More Keith Leggetts. This one goes into the “if you can’t beat them join them” category. With his Credit Union Watch blog he started before retiring from the American Bankers Association, Keith specializes in following the credit union industry as closely as possible, with a special knack for putting facts in their most negative light. Credit unions too often bring a scissor to their gun fight with the banking industry. We need to have at least one banking industry expert keeping an eye on banking developments so that we can better explain to the public and Congress what it is the banks are doing and why it could potentially hurt both credit unions and consumers of financial products and services.
More silence from the FED Ben S. Bernanke did many good things as Chairman of the Federal Reserve Board, but his effort to provide greater stability to the financial markets by more publicly giving forward guidance on the FED’s likely rate decisions has been an abysmal failure. The policy hasn’t created greater financial stability, but more instability – recall the Bernanke Bounce. The greater openness of the FED has simply pulled the curtain away from the Wizard of Oz and the result is as discouraging.
More guidance on guidance. Everyone wants more guidance, but no one has the same answer to these basic questions. Are guidances as binding on credit unions as regulations? How exactly do you comply with a guidance that lacks specific requirements without complying with each of your examiner’s wishes? This might seem like dry stuff, but with the industry taking a headlong leap into guidance-based regulation, these questions have to be answered sooner than later.
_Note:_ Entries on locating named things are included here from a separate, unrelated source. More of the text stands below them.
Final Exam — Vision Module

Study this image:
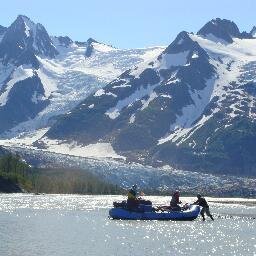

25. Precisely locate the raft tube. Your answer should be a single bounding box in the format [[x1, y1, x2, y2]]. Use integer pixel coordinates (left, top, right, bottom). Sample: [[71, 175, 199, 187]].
[[109, 205, 200, 221]]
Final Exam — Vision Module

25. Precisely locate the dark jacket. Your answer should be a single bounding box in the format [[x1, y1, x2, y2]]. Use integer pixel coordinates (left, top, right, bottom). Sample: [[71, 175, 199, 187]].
[[194, 197, 209, 207]]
More lawyers. Credit unions have generally stepped up their game when it comes to regulatory advocacy. The next step is to step up their game when it comes to legal advocacy. I’m not saying that every regulation with which we disagree should be the subject of a lawsuit, but just as legislators and regulators shape our environment, so too do lawyers and judges. It’s time to more frequently use the court system to advance the industry’s needs.